Both lines logically mean the same and should have the same impact on your final decision – if anything, the “95%” line should have a higher impact. Unfortunately, the opposite happened in a real-life experiment. In a Nobel-prize winning research, Daniel Kahneman and Amos Tversky’s “prospect theory” showed that words had a powerful impact on decisions – the presence of the word “death” was enough for people to vote the drug out. The second line – despite having the same meaning as the first – was way more powerful in impacting individuals.

Why does this happen – Isn’t this illogical? It is, but contrary to popular perception, humans aren’t logical creatures- they are emotional animals. Logic is a layer that floats on the ocean of emotions. Words that stir up emotions – especially negative ones – have a tremendous impact on us, our behavior – and on the ones who listen to them.
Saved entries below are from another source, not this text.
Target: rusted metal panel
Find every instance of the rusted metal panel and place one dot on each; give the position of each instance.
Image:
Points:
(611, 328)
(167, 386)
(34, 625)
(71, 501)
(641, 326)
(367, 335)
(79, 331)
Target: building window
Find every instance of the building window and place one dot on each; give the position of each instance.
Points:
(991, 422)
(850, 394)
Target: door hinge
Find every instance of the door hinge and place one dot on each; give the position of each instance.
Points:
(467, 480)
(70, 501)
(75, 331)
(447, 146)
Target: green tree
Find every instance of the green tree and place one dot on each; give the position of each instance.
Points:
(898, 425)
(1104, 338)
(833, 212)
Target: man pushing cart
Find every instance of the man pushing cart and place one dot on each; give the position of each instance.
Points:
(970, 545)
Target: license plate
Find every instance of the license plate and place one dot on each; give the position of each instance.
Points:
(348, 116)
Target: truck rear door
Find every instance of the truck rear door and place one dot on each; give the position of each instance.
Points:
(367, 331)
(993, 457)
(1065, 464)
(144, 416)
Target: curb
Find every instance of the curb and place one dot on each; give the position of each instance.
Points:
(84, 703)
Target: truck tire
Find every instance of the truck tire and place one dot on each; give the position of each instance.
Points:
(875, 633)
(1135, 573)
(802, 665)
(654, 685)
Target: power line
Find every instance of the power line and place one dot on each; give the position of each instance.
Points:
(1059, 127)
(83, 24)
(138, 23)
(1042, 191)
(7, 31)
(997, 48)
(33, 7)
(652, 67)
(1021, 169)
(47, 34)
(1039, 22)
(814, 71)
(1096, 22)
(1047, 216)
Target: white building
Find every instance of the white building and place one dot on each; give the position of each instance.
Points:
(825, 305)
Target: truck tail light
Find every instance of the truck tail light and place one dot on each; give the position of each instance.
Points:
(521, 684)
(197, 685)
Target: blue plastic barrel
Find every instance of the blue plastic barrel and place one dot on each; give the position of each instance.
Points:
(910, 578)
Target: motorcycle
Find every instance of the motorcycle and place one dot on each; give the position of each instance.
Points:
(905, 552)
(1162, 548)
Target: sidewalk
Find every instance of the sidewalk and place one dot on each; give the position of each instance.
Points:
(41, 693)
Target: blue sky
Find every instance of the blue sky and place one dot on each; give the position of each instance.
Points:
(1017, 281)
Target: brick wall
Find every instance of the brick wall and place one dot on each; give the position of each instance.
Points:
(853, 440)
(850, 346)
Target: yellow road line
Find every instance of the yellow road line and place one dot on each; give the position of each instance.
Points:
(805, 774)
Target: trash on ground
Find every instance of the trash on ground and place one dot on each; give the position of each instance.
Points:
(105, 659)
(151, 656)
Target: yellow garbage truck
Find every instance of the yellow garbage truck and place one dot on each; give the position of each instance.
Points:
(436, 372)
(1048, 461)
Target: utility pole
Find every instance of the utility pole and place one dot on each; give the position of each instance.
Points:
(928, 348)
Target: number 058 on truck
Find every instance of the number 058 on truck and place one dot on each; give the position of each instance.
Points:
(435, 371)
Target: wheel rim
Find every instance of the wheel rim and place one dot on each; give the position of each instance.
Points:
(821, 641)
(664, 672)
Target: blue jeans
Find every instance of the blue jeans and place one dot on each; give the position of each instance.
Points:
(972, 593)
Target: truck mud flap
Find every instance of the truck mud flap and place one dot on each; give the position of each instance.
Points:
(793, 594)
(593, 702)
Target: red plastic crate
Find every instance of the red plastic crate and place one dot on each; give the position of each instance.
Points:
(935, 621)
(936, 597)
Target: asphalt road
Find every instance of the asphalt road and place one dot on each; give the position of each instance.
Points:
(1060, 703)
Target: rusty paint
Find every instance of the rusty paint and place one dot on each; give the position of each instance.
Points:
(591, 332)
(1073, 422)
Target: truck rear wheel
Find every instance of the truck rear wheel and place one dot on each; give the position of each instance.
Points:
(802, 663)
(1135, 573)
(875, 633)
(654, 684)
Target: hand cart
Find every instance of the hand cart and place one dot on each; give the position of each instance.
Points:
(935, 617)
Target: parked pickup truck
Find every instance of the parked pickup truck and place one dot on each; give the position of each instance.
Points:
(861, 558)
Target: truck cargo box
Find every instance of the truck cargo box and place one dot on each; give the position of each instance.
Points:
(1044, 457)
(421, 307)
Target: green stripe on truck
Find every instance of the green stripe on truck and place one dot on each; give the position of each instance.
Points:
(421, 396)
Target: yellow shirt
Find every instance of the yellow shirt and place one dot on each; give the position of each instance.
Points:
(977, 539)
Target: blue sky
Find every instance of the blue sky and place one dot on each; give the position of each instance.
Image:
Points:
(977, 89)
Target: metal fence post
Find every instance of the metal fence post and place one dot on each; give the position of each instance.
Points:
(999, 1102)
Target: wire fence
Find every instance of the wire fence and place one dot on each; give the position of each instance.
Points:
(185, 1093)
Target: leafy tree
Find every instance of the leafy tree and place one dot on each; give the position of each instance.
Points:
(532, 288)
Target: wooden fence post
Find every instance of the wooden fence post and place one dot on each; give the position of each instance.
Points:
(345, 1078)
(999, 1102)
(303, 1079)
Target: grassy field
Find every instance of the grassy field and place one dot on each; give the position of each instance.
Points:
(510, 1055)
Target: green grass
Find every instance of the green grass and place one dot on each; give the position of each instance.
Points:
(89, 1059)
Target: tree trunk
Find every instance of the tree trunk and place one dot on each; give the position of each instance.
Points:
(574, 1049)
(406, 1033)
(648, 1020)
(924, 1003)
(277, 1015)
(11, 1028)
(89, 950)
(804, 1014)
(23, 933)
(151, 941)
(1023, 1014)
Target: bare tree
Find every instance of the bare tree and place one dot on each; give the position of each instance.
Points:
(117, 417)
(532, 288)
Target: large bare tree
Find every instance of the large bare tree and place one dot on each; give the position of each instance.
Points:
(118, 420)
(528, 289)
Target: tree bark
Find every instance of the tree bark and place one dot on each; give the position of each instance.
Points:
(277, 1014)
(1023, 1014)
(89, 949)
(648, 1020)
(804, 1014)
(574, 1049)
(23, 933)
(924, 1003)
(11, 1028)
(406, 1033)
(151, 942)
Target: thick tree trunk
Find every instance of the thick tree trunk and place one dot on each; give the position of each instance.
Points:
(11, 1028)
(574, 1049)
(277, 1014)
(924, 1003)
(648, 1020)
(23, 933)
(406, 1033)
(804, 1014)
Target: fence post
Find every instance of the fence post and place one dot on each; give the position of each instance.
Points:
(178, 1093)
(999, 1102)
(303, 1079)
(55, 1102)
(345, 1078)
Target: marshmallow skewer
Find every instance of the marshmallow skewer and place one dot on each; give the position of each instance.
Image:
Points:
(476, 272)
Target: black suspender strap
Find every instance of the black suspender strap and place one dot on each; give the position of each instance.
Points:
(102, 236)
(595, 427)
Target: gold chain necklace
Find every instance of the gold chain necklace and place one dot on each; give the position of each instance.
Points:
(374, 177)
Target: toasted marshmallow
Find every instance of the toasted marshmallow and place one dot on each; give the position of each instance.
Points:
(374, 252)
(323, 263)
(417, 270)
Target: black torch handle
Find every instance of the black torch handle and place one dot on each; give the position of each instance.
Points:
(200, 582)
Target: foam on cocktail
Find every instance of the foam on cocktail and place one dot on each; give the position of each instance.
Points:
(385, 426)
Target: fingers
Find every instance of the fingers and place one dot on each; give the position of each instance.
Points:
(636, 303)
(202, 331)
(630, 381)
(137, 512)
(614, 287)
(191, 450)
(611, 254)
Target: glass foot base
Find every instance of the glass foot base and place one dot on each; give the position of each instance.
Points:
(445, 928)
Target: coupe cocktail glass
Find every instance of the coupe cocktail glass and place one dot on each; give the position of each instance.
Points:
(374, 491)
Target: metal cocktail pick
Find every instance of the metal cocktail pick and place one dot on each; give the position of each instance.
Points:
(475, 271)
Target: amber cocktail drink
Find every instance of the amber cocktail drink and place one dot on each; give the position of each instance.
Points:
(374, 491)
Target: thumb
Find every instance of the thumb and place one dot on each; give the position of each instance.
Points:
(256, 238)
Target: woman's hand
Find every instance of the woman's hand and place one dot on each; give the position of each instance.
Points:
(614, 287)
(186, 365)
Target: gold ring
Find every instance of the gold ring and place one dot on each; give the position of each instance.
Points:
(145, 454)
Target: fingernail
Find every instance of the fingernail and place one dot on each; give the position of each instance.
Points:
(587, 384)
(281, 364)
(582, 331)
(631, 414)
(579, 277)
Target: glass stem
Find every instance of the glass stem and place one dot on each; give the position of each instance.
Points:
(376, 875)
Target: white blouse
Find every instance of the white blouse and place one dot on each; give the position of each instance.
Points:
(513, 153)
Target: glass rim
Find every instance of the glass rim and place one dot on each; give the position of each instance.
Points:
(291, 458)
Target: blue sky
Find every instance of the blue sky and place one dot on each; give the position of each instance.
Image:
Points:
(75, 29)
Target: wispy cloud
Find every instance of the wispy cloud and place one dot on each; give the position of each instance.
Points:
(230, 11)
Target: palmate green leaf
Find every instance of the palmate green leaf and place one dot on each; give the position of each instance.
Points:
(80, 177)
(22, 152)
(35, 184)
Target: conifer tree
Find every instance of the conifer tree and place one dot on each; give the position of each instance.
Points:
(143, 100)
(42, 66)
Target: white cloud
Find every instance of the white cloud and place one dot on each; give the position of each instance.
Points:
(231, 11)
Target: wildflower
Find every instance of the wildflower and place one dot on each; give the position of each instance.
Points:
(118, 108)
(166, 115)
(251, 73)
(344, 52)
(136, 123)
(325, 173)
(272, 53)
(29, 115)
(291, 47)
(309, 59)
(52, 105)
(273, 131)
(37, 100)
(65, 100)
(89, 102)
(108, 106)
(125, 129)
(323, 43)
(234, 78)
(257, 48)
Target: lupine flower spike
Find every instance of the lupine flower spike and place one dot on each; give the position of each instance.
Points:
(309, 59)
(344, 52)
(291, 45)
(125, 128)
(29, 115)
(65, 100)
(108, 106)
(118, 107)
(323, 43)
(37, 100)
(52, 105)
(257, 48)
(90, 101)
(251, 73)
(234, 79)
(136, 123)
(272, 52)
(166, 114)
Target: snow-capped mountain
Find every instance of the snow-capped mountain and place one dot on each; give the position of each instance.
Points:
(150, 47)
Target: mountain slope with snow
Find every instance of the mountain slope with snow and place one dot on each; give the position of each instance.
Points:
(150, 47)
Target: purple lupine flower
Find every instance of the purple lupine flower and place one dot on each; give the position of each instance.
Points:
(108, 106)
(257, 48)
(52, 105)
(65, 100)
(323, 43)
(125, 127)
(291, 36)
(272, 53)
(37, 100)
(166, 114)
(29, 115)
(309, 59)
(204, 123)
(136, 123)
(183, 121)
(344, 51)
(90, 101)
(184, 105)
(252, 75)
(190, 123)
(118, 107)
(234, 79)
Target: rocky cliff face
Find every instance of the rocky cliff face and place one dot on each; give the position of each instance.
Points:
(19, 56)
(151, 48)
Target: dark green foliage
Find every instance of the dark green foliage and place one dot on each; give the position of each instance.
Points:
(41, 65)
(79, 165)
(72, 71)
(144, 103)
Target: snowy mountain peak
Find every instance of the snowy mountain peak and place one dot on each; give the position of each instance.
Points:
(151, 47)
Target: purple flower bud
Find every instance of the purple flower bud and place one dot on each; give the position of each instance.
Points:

Now back to our discussions on bosses.

The impact of words on Your boss

After a higher-up joins, the words you use to address her – “boss” Vs “mentor” or “colleague” has a lot of impact on your higher-up as well as yourself. The word “Boss” automatically sends your own brain into a tailspin. Your antenna activate and your brain sub-consciously perceives you as lower down the pecking order affecting your self-esteem negatively. Your start behaving submissively – perhaps even sycophantically – often without your conscious awareness. Your conversation assumes a softer tone, your gaze and even your walk changes reflecting a reduced social status. Meanwhile, your higher-up reacts the opposite way – her brain perceives self as higher up in the corporate hierarchy. Even latent “bossy” tendencies – control, authority – in your higher-up is now activated. Soon enough, your worst fears come true – you soon find yourself face-to-face with an authoritarian 100-pound gorilla.

If words are so powerful, you can use it to your benefit too.

Lets assume you have a new higherup and start the relationship by addressing her as a “colleague” or “mentor”. What happens now? At first, your brain won’t accept this positioning. But soon, “Fake it till you make it” takes over. Overtime, you start accepting this reality and your behavior changes. Your tone, gait, gaze, body language changes. Crucially, your negotiation and self-confidence shoots up allowing for a balanced conversation.  All this shoots up your confidence and you are likely to present the best version of yourself. Your higherup is much more likely to perceive you as a mature colleague leveling the field. Many of these behavioral tendencies start sub-consciously before they show up in conscious behavior.

The same goes for a mentorship relationship. Assuming you perceive your higher-up as having all the qualities of a right mentor but wonder how to make that relationship work, follow the same principle – use the right words engenders the right behaviors and eventually the expected results

Of course, this is not to say that words (and how you address your higherup) single-handedly are enough to change your higher-up 100% – at the end, a higher-up’s true nature will show through. However, our own words – and the resultant beliefs and actions – have an impact on keeping these wrong behaviors in our higherup in check – while simultaneously bringing the right ones out. This is especially vital during the early stages of the relationship when perceptions are just getting created – although perceptions can be changed anytime.  

“Words are free. It’s how you use them that may cost you.”